Adapun bangunan itu Pembangunan sayap pelimpasan Bendungan Way Gatel senilai Rp 2,5 milyar yang di kerjakan rekanan CV. Liman Lampung Jaya alamat jl Jendral Sudirman 21C Rt 003- Bandar Lampung (Kota).
Pantauan Dinamikanews.id Sabtu (29/08/2020) di lokasi banyak terjadi retak-retak pada sayap kiri dan kanan bangunan tanggul pelimpasan kemungkin ada pengurang Volume bahan material semen pada adukan.

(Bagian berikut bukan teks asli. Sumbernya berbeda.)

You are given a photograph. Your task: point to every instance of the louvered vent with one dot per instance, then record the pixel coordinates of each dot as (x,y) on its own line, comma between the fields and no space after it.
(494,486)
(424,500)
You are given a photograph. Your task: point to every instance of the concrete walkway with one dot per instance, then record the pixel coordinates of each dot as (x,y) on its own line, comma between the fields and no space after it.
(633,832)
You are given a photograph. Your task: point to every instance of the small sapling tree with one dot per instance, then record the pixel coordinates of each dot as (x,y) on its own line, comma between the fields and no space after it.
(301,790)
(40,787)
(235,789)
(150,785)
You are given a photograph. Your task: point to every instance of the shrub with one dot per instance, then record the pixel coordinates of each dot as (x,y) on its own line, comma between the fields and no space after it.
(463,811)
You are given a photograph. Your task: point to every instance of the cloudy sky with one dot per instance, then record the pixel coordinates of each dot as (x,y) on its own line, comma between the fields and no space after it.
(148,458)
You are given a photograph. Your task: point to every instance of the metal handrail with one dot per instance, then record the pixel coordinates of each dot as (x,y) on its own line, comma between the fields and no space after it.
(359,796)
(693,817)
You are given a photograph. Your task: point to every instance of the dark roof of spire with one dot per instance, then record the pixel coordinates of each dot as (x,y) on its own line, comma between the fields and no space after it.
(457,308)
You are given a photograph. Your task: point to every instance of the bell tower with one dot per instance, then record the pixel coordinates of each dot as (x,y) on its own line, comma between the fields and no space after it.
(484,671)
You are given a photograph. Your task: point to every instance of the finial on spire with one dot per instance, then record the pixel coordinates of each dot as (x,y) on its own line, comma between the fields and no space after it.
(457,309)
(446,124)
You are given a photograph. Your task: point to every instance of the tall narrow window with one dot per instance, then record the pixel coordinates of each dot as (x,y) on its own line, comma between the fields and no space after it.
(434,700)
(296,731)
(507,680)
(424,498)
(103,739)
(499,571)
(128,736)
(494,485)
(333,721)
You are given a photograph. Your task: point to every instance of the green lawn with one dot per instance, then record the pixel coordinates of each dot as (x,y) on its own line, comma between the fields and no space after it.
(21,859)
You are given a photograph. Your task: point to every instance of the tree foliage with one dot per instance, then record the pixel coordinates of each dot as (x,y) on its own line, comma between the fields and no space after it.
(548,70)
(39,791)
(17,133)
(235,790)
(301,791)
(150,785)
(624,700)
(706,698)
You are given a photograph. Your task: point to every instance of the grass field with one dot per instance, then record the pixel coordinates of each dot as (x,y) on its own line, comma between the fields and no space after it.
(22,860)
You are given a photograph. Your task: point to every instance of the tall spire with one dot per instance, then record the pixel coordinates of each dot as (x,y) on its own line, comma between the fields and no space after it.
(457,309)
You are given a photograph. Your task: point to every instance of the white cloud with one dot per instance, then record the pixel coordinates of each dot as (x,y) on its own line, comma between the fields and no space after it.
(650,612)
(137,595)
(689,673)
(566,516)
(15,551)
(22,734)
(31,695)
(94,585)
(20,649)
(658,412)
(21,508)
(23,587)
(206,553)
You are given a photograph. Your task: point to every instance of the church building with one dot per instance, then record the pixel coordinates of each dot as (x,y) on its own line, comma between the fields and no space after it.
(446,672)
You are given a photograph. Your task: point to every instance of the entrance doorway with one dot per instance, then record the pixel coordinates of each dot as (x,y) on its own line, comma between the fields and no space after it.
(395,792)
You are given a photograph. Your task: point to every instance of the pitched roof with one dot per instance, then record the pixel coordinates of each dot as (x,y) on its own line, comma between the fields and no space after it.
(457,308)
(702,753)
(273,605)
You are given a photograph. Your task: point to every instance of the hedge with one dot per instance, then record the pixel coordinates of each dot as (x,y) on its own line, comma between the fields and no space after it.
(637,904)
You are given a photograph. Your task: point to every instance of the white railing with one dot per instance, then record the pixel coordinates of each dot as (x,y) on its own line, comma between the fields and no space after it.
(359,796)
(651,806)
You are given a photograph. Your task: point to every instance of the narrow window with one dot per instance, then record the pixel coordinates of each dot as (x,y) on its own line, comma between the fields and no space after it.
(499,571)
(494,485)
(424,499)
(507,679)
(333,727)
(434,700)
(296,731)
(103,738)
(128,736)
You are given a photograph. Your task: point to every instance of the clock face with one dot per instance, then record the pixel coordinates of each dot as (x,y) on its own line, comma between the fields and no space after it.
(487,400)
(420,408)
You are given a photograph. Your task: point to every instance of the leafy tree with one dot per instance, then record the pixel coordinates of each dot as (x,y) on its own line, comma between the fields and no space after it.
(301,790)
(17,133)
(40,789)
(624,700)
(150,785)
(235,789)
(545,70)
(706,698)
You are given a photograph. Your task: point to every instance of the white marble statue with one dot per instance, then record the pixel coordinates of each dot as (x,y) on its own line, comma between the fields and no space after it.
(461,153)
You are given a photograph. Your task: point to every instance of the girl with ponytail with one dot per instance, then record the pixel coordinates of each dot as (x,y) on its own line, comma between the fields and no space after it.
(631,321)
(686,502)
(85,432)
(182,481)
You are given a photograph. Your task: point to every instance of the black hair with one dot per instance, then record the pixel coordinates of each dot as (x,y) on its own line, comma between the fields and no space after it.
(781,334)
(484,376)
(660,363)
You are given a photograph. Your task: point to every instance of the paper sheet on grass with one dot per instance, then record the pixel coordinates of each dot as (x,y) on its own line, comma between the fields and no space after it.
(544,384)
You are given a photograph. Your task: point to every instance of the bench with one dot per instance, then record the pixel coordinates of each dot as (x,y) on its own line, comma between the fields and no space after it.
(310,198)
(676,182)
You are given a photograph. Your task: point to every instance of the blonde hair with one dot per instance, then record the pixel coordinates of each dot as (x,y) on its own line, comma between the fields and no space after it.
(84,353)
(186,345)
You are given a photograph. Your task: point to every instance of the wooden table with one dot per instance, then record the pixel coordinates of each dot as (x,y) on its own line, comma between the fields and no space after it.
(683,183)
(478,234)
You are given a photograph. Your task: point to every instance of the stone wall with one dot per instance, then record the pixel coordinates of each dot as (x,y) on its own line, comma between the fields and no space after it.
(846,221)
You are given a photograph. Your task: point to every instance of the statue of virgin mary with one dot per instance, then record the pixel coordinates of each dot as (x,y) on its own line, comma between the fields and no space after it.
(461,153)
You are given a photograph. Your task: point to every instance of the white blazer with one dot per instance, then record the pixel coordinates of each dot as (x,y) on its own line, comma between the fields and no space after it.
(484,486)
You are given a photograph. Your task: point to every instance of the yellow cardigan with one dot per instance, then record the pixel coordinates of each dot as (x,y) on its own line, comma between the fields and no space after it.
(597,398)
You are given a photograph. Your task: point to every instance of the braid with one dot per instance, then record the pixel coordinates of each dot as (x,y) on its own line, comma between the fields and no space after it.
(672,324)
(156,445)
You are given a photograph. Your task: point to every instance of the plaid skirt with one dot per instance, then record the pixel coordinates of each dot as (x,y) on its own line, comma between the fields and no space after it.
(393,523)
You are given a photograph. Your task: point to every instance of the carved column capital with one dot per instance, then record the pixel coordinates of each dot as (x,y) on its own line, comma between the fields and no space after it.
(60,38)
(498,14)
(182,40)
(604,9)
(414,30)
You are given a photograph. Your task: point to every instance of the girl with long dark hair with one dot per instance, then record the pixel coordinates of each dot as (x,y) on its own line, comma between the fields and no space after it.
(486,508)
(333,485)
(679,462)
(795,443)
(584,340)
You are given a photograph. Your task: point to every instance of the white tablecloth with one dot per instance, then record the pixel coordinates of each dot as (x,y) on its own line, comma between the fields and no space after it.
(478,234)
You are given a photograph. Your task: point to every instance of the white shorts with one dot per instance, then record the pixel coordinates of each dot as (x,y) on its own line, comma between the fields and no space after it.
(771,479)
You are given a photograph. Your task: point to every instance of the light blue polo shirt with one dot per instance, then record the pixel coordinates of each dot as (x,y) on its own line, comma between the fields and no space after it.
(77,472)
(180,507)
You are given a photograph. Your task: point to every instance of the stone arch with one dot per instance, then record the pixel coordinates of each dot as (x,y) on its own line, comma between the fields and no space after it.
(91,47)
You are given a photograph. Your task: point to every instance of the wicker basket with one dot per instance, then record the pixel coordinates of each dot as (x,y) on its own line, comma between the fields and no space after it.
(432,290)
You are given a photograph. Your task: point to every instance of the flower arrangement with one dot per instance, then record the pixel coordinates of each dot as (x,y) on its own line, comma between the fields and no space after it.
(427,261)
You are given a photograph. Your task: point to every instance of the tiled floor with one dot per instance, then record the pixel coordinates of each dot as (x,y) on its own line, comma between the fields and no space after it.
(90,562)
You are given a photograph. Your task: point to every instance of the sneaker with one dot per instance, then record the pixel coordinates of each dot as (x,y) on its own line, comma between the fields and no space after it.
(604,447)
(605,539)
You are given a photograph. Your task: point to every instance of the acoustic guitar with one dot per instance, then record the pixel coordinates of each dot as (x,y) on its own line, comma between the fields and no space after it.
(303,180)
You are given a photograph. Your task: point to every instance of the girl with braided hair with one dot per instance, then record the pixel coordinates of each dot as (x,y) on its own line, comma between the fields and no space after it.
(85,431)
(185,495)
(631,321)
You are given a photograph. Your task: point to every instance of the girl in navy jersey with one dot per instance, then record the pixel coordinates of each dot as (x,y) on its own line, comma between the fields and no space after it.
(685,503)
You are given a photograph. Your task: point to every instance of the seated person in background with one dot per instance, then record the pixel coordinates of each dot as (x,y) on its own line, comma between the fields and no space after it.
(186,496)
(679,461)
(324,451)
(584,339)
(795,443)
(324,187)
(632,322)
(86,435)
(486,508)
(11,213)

Ketua Pospera Bennur.DM mengatakan berdasar hasil investigasi pospera di lapang menemukan pembangunan sayap pelimpas di bendungan Way Gatel sudah banyak mengalami keretakan pada bangunan tanggul baik sayap kiri dan sayap kanan.
“Secara kualitas hasil pekerjaan pembangunan tanggul sayap bendungan way gatel yang ada di desa panjerejo tersebut amat rendah. Sepertinya ada kejanggalan dari segi pemenuhan material,” ungkap Bennur, Sabtu (29/08/2020).
Padahal bangunan itu, kata Bennur baru di bangun 2019 tahun kemarin, namun sudah menampakkan kerusakan. Bennur juga mempertanyakan dana perawatan karena hingga saat ini belum ada perbaikan.
“Kemana uang perawatanya, kok masih di biarkan rusak,” tanya Bennur.
Bennur juga menuturkan dalam waktu dekat ini pospera akan melayangkan surat ke dinas pekerjaan umum (PU) Bidang Pengairan.
“Kalau kita mengirim surat masih gak ada tindakan, kemungkin pospera akan mengadakan aksi dan melaporkan ke pihak huku,” tuturnya.
Di ketahui, selain Tahun 2019 CV, Liman Lampung jaya mengerjakan pembangunan sayap pelimpasan bendungan Way Gatel di tahun 2020 ini juga CV, Liman Lampung jaya kembali mendapat pekerjaan perkuat tanggul di lokasi yang sama senilai Rp646.006,346,00 di duga ada permainan pengondisian antara dinas Pekerjaan Umum (PU) dan pihak rekanan.